44 In making an award for past loss there can be no precision for the materials on which precise figures could be calculated are not before the Court. However, difficulty in making an award should not preclude the Court from awarding damages where the Court is satisfied that damages have been suffered.
45 Relying upon the evidence of Dr Guirgis and Dr Alam, on the many references in the medical reports to the appellant's disabilities in carrying out the occupation as a painter and to the evidence of the appellant's mother, of Mr Katopodis and Mr Holm, I am satisfied that the appellant must have suffered damages which, together with interest, would amount to at least $50,000 over the 15 years from the 1986 accident.
46 I would therefore vary the award of damages in the Robertson case by increasing it by $50,000, giving a total of $130,447.
47 As the orders below must be set aside and the awards will take effect from the date of this Court's judgment, the awards should be increased by ten per cent to allow for the period which has elapsed. The award in the Robertson case will therefore be $143,495. This should be reduced by 20 per cent for contributory negligence. The final figure is $114,796. The award in the Tang case will be $16,692.

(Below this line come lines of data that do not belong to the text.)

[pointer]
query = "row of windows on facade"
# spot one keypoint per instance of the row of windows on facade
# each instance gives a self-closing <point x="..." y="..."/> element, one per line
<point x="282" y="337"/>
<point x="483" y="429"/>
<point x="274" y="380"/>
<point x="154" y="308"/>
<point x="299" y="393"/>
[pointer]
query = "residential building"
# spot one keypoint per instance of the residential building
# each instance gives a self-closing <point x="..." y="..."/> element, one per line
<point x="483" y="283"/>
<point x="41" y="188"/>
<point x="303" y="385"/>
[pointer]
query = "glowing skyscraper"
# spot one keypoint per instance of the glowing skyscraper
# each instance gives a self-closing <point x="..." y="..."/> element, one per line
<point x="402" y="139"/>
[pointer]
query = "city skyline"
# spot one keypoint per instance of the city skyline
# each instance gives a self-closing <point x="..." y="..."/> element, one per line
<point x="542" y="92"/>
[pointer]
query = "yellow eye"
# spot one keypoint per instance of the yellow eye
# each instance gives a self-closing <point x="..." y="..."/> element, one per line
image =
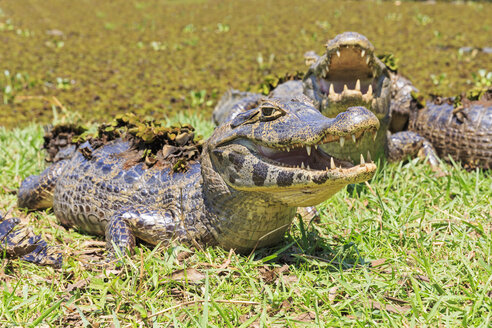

48 I would otherwise dismiss the appeal. I am not satisfied that in any other respect an error in the conclusions of fact of the trial judge or in his assessment of damages has been demonstrated.
49 It is common ground that the figures for which judgment was entered in favour of the respective defendants by Dodd DCJ correctly represented the amount payable at the time, having regard to the verdicts in favour of the appellant, the amounts previously paid to the appellant, and interest. Accordingly, I will proceed on the basis that, as at 11 May 2001, Robertson was then entitled on her cross-claim to $27,995.45 plus $64,357.63 (that is, $92,353.00), and Tang was entitled on his cross-claim to $62,788.14 plus $15,175.67 (that is, $77,964.00). Ten per cent interest should be added in each case to give up to date figures, namely $101,588.00 for Robertson and $85,760.00 for Tang.
50 I return now to the question of costs. The appellant has succeeded against Robertson. He should have his costs of the appeal. As to the costs below, counsel for Robertson relied upon an offer of compromise made on 12 August 1995. However, the offer was less than the sum which, in my view, should have been awarded. The appellant should therefore have his costs of the proceedings below.
51 A Calderbank offer was made by Tang on 16 August 1999, the first day of this trial. This substantially exceeded the damages which the trial judge awarded against Tang. The appeal against his Honour's award of damages has failed. The appellant should therefore pay Tang's costs of the appeal, and should have his costs of the proceedings up to and including 16 August 1999. I would make no order as to the costs of the trial thereafter.